Born in Suriname to a Curacaoan mother and an Indian-Surinamese father. I moved to the Netherlands at a young age, where I was raised by a single mom on a secretary salary. The odds were not in favor of an international banking career.
I chose a nearly all white high school, because they had a basketball court right on their schoolyard, but when some of the kids started greating me with “yo, yo, yo”, I sort of gave up on even trying to fit in. The basketball court is where I felt at home and often, I didn’t really see the point of going to class. Nevertheless, my grades remained high, so when the school offered me to take my final exams a year early, I absolutely took it.
University was more of the same: not a lot of ethnic minorities studying Econometrics and Operations Research.
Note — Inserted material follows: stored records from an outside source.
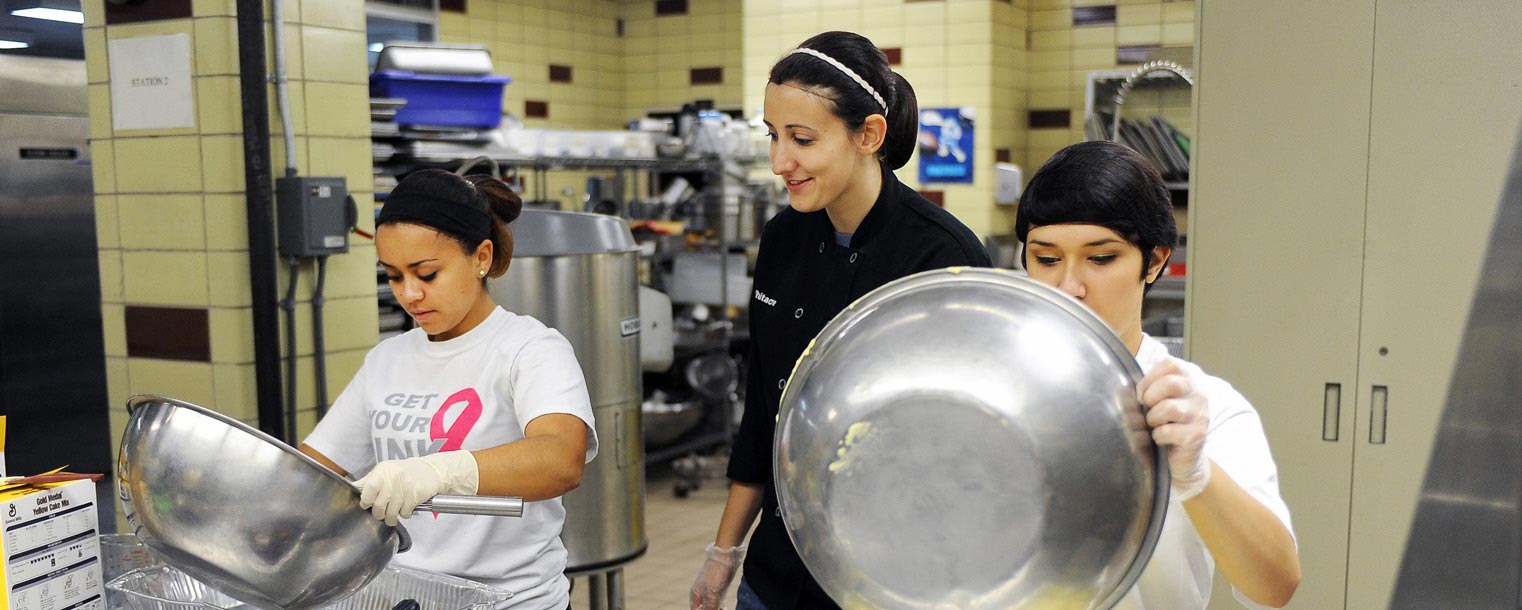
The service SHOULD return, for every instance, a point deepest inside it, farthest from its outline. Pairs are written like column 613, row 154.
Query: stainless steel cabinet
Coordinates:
column 1350, row 157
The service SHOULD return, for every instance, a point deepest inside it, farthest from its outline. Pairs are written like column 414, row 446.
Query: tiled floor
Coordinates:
column 678, row 531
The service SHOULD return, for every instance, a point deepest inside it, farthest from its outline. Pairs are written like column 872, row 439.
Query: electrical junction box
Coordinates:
column 312, row 216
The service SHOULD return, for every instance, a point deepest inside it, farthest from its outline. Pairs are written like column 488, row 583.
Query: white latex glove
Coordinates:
column 1178, row 417
column 713, row 580
column 394, row 487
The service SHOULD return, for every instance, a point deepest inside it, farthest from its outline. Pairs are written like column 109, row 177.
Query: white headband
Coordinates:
column 848, row 72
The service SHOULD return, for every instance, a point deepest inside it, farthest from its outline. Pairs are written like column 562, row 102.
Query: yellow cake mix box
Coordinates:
column 50, row 548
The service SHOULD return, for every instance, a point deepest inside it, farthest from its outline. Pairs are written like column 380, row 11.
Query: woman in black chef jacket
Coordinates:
column 840, row 122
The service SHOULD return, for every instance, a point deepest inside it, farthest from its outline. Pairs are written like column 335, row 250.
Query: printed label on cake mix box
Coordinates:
column 52, row 551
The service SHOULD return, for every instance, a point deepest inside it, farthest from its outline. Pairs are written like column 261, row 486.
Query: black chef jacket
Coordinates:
column 802, row 279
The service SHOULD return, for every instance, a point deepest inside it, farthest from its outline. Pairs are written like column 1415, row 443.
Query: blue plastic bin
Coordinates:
column 443, row 99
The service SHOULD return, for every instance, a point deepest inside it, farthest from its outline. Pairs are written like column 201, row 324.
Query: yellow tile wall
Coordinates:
column 659, row 54
column 525, row 37
column 1061, row 57
column 171, row 209
column 955, row 54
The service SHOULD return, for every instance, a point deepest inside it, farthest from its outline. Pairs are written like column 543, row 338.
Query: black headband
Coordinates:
column 461, row 219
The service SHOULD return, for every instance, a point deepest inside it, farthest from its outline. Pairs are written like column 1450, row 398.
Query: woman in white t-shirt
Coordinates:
column 1096, row 222
column 474, row 400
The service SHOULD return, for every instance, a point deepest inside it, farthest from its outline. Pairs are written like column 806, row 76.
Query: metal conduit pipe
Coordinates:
column 261, row 213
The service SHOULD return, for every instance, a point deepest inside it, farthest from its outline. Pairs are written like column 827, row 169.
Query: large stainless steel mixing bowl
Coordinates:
column 968, row 438
column 251, row 516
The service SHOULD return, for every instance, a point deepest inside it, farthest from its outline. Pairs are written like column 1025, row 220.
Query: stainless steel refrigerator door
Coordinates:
column 52, row 355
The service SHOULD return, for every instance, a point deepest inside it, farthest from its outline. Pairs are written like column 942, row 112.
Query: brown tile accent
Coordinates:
column 1180, row 195
column 1095, row 15
column 708, row 76
column 1041, row 119
column 670, row 8
column 1134, row 54
column 172, row 333
column 146, row 11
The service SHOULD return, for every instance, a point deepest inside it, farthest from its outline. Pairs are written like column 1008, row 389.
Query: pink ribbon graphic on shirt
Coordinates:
column 455, row 434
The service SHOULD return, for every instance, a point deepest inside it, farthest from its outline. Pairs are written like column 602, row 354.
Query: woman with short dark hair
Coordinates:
column 1098, row 224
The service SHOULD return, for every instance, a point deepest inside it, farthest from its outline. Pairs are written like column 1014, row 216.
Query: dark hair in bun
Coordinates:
column 853, row 104
column 466, row 209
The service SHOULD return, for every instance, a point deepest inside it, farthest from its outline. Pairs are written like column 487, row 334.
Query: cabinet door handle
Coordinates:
column 1379, row 405
column 1330, row 413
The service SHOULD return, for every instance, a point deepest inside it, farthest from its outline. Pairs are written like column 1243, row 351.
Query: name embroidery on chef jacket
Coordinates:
column 404, row 416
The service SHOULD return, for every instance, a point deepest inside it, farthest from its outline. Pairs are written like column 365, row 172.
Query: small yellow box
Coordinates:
column 50, row 548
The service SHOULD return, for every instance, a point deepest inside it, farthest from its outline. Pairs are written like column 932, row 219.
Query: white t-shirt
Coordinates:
column 1180, row 571
column 475, row 391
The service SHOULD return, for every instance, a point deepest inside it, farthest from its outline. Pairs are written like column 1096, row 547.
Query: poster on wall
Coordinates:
column 945, row 145
column 151, row 82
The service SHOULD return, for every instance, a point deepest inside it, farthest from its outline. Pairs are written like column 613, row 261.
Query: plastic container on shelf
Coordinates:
column 163, row 587
column 451, row 101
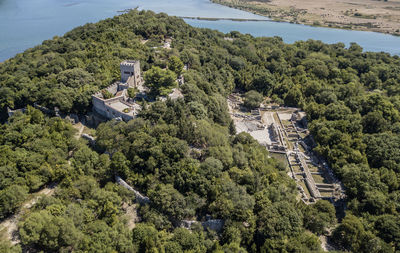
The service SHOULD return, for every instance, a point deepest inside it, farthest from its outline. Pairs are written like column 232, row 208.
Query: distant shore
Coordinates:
column 354, row 15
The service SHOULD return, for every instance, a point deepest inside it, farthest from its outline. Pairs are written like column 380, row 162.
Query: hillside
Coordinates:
column 184, row 155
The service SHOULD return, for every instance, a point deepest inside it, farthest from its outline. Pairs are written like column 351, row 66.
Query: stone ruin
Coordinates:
column 120, row 105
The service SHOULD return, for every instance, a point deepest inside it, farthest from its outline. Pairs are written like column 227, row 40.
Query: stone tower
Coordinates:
column 130, row 72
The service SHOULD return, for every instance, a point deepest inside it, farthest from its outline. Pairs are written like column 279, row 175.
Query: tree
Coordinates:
column 252, row 99
column 11, row 198
column 319, row 217
column 175, row 64
column 160, row 81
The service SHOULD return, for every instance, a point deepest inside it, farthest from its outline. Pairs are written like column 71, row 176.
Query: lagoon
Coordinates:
column 26, row 23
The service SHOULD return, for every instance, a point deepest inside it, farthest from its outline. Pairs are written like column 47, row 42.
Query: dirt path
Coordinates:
column 80, row 128
column 10, row 225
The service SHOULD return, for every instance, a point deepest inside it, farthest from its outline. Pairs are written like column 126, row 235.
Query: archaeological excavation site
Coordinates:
column 283, row 131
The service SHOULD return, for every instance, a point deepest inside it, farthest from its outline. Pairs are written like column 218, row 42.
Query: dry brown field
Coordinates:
column 366, row 15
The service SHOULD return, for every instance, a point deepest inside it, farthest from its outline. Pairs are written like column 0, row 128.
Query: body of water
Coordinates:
column 26, row 23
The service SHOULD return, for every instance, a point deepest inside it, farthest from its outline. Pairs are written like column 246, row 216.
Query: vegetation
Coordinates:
column 184, row 154
column 252, row 99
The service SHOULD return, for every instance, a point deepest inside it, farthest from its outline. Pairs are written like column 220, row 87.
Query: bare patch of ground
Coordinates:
column 131, row 215
column 366, row 15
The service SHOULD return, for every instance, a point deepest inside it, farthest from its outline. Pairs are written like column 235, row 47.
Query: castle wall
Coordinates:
column 130, row 69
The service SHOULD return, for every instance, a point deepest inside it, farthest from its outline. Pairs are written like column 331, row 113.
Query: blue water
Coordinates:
column 26, row 23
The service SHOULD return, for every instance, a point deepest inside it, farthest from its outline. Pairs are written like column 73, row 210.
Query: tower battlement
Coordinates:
column 130, row 72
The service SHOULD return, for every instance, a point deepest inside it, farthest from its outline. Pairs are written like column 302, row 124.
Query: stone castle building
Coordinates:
column 120, row 105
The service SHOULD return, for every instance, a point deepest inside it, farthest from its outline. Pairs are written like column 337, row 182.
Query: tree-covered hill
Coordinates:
column 184, row 154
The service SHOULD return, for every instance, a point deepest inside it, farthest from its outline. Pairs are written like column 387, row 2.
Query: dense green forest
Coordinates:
column 184, row 154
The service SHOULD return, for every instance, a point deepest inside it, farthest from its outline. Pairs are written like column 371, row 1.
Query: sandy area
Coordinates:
column 368, row 15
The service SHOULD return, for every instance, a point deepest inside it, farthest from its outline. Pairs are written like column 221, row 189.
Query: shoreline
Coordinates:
column 304, row 22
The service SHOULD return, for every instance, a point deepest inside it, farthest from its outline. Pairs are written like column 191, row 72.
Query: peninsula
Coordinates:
column 376, row 16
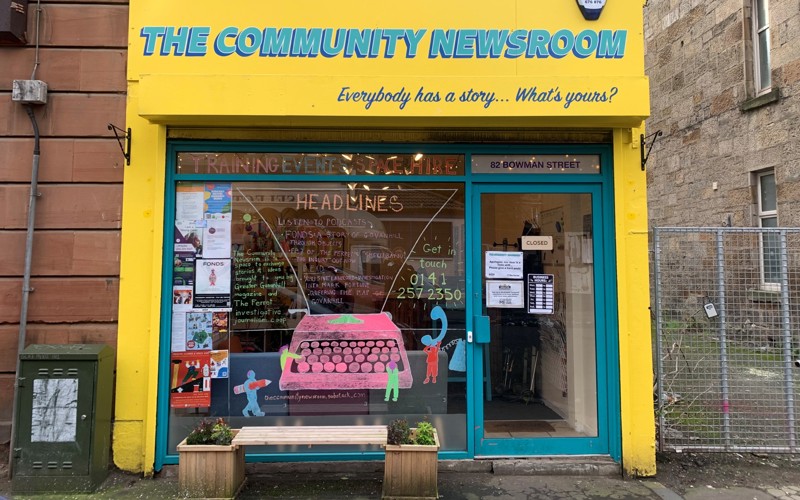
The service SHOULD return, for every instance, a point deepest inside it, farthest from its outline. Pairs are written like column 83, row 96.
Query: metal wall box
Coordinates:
column 62, row 426
column 13, row 22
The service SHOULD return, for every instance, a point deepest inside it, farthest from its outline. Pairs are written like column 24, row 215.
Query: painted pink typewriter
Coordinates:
column 345, row 351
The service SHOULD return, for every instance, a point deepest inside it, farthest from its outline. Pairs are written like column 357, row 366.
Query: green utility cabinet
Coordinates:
column 62, row 426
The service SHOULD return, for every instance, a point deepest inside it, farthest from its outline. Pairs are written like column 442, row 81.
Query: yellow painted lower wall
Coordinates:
column 140, row 294
column 636, row 370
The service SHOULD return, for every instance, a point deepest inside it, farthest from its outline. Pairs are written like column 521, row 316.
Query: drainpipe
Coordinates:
column 28, row 93
column 26, row 280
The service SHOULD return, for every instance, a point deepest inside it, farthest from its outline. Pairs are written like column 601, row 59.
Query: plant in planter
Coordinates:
column 412, row 464
column 209, row 465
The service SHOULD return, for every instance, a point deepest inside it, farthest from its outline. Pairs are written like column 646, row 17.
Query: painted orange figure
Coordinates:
column 433, row 362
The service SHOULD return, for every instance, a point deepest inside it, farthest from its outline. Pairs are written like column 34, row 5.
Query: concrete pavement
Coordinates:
column 468, row 480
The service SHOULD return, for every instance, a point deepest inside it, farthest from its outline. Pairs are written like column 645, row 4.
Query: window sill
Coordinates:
column 773, row 95
column 764, row 295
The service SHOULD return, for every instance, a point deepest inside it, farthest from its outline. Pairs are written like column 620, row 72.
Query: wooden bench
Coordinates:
column 311, row 435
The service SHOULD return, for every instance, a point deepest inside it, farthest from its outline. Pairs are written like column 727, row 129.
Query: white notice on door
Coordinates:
column 504, row 265
column 509, row 294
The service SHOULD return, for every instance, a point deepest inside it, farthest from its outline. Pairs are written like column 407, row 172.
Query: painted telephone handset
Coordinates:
column 437, row 313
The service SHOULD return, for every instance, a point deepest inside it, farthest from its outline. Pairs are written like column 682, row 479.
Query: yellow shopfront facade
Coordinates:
column 349, row 214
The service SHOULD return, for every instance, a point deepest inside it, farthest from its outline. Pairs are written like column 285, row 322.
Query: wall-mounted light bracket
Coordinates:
column 126, row 138
column 643, row 141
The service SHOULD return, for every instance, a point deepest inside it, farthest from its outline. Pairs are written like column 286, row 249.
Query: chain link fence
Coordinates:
column 726, row 308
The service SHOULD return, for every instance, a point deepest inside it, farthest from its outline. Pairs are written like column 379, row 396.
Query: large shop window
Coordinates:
column 329, row 300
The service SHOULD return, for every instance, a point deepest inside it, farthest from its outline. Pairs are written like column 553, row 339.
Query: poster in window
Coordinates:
column 217, row 200
column 540, row 293
column 190, row 379
column 189, row 202
column 217, row 239
column 198, row 331
column 508, row 294
column 212, row 284
column 504, row 265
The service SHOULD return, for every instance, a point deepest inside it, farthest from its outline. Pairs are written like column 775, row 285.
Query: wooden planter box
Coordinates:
column 411, row 471
column 210, row 471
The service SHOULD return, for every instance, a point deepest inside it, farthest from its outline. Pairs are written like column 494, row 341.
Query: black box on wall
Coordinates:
column 13, row 22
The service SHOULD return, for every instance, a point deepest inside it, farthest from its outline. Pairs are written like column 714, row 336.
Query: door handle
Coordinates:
column 482, row 329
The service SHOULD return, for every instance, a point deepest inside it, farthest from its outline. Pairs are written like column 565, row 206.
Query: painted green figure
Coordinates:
column 286, row 354
column 393, row 382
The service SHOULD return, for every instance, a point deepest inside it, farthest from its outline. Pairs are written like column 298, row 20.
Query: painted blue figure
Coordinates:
column 392, row 382
column 251, row 387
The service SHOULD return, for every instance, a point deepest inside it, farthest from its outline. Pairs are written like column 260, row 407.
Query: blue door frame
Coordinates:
column 607, row 441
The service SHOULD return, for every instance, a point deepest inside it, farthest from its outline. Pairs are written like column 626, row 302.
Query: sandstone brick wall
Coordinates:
column 696, row 53
column 75, row 268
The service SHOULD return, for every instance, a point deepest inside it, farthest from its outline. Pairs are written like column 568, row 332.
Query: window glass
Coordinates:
column 770, row 242
column 319, row 303
column 768, row 193
column 761, row 45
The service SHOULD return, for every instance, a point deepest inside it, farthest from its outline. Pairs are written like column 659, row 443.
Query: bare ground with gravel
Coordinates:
column 684, row 471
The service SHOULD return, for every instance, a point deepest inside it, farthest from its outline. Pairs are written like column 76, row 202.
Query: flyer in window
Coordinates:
column 189, row 201
column 217, row 239
column 198, row 331
column 504, row 265
column 540, row 293
column 509, row 294
column 188, row 237
column 219, row 364
column 212, row 284
column 190, row 379
column 217, row 200
column 178, row 332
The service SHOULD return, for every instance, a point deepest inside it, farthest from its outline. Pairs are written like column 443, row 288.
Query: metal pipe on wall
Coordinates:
column 26, row 280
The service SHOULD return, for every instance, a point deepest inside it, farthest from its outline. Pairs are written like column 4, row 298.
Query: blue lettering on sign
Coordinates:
column 389, row 43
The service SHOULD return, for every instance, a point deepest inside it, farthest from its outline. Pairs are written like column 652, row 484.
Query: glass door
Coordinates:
column 541, row 388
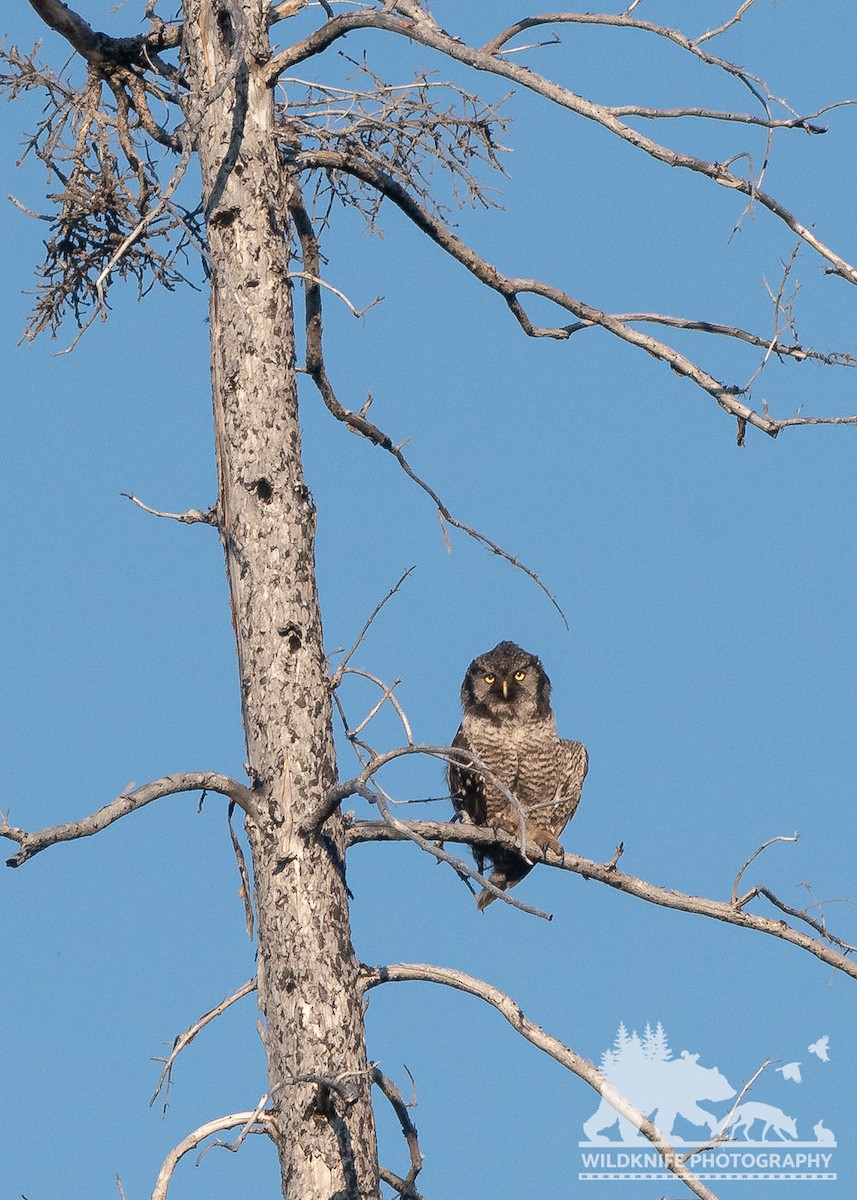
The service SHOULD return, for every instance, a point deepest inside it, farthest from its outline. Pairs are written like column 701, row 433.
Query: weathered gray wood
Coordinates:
column 307, row 971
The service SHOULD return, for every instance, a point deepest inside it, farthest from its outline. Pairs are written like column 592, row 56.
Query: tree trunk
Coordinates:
column 307, row 970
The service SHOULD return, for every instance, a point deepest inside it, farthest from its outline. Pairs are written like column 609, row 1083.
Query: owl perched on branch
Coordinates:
column 509, row 726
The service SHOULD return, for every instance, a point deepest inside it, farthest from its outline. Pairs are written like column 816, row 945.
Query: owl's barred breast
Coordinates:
column 508, row 724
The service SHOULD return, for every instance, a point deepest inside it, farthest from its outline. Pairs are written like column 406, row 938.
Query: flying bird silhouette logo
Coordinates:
column 820, row 1048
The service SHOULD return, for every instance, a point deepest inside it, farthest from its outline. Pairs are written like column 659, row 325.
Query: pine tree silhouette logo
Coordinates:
column 661, row 1086
column 694, row 1105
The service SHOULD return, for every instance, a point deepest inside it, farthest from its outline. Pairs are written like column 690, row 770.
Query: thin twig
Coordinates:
column 335, row 679
column 755, row 855
column 245, row 891
column 192, row 516
column 168, row 785
column 408, row 1128
column 193, row 1139
column 184, row 1039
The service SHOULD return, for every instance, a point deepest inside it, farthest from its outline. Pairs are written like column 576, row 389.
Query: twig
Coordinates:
column 336, row 678
column 192, row 516
column 459, row 864
column 754, row 856
column 407, row 1191
column 399, row 972
column 408, row 1128
column 387, row 695
column 343, row 298
column 184, row 1039
column 168, row 785
column 357, row 421
column 431, row 36
column 192, row 1140
column 723, row 1133
column 234, row 1146
column 245, row 891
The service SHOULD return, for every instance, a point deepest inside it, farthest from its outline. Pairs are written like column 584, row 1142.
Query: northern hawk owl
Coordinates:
column 508, row 724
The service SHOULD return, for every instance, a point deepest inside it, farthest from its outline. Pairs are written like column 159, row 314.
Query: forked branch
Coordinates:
column 582, row 1068
column 832, row 951
column 358, row 423
column 262, row 1123
column 511, row 289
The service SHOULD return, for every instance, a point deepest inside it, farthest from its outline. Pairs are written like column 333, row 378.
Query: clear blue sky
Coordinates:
column 709, row 665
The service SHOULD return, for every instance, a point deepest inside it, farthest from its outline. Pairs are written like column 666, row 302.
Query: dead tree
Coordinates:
column 118, row 143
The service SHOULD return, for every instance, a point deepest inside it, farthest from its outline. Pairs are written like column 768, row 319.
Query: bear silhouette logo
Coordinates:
column 748, row 1114
column 663, row 1087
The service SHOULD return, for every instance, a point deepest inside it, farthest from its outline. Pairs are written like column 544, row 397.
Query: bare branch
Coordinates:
column 723, row 1133
column 245, row 892
column 184, row 1039
column 605, row 873
column 192, row 516
column 430, row 35
column 193, row 1139
column 322, row 283
column 130, row 802
column 457, row 864
column 388, row 695
column 335, row 679
column 582, row 1068
column 357, row 421
column 407, row 1191
column 754, row 856
column 726, row 24
column 408, row 1128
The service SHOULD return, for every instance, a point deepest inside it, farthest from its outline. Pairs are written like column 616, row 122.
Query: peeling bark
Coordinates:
column 307, row 971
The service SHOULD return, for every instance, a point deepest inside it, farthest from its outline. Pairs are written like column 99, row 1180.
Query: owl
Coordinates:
column 508, row 724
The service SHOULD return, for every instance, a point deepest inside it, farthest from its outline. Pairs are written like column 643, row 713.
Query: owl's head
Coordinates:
column 507, row 684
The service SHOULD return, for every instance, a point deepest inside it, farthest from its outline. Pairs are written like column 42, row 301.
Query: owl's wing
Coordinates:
column 573, row 766
column 466, row 786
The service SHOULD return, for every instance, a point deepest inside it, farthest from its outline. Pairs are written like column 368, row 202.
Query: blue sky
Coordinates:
column 709, row 665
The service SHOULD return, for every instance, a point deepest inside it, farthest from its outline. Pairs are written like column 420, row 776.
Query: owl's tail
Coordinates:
column 508, row 870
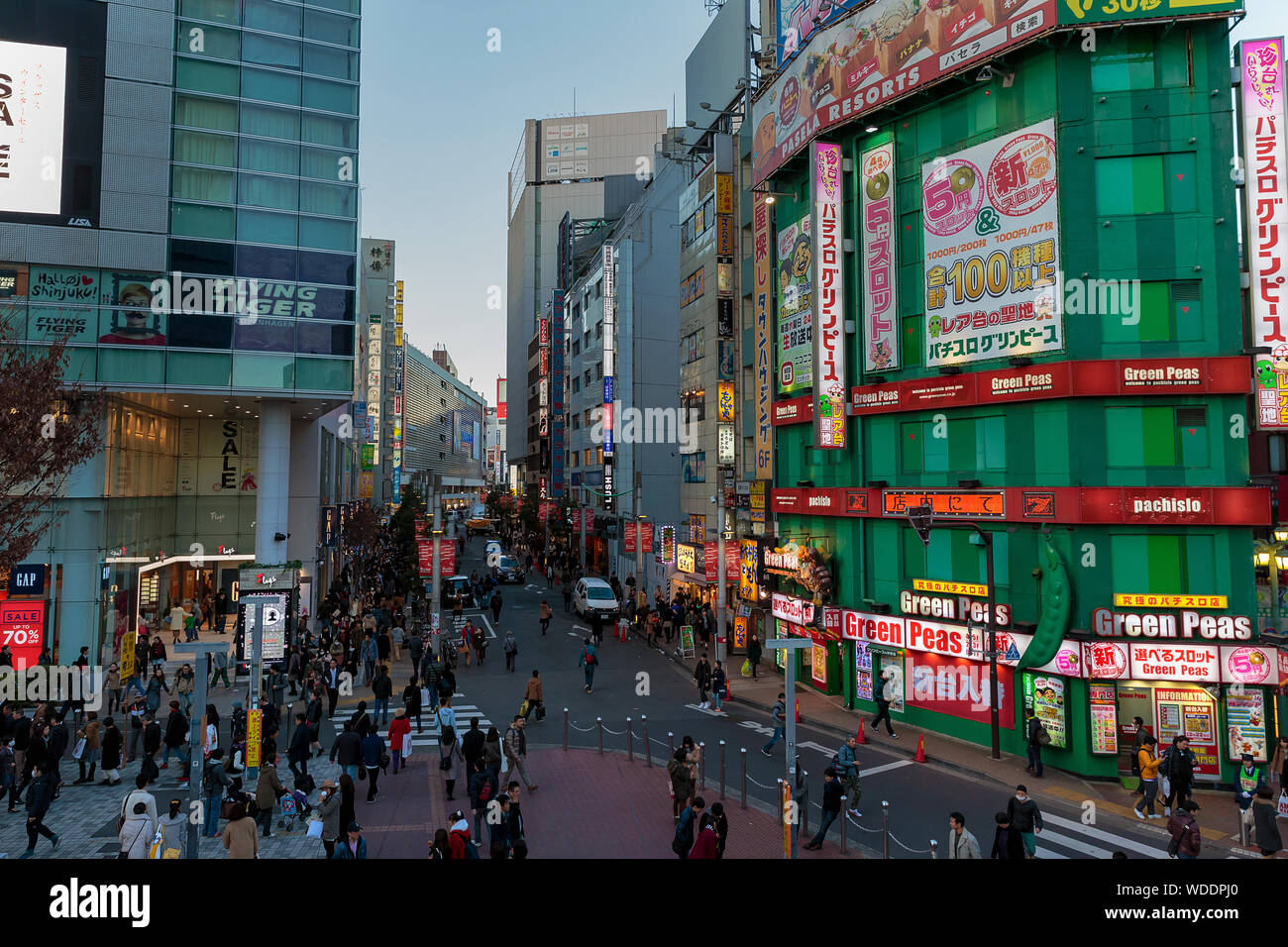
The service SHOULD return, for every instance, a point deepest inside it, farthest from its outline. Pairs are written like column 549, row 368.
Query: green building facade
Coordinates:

They called my the ghost student, because I never showed up for class, but my name kept popping up at the top of the exam result lists. Meanwhile, I spent my time competing in kickboxing and trained twice a day; that’s where I felt more at home.
Needless to say that the transition to a predominantly white corporate world was not well prepared. I was navigating two completely different worlds and remember feeling almost ashamed of wearing a suit on my way home from work. Looking back at my career now, there was a defining moment that changed things for me. I decided I could do better and started looking for a job elsewhere.
“Finally, some colour in the room!” was the first thing he said when he entered the room, where I was waiting for my job interview. A big smile on his face; this guy meant it! He was interested in my story; who I am and what I can bring to the table. I was completely different from him and that’s why he hired me.
The team I ended up in was a complete mixture of different skill sets, different industry backgrounds and different personal backgrounds, purposely put together to breathe creativity and come up with the smartest solutions. Diversity was our power. Still I had strides to make: I even remember being a bit nervous when we had a team celebration dinner. I had never really learned proper restaurant etiquette, let alone all those fancy names on the menu. But these guys never looked down on me (I am over 2 metres tall, so that is hard to do anyway).
Moral of my story is that I could have very well been wasted talent. All it took was one manager, one team, that made me feel at home and appreciated the skills and perspectives I had to offer. It gave me the confidence that I needed to do well and aim high. I started to find my connection with the corporate world and slowly merged the different worlds I was operating in. Now, having that different cultural background that offers a fresh perspective, actually works in my favour.
I co-founded Roots Inspire, because I want to help ethnic minority talent speed up the process I went through. Too much talent is wasted if we cannot find the connection with the corporate world. When we reduce the odds of wasted talent, everybody wins!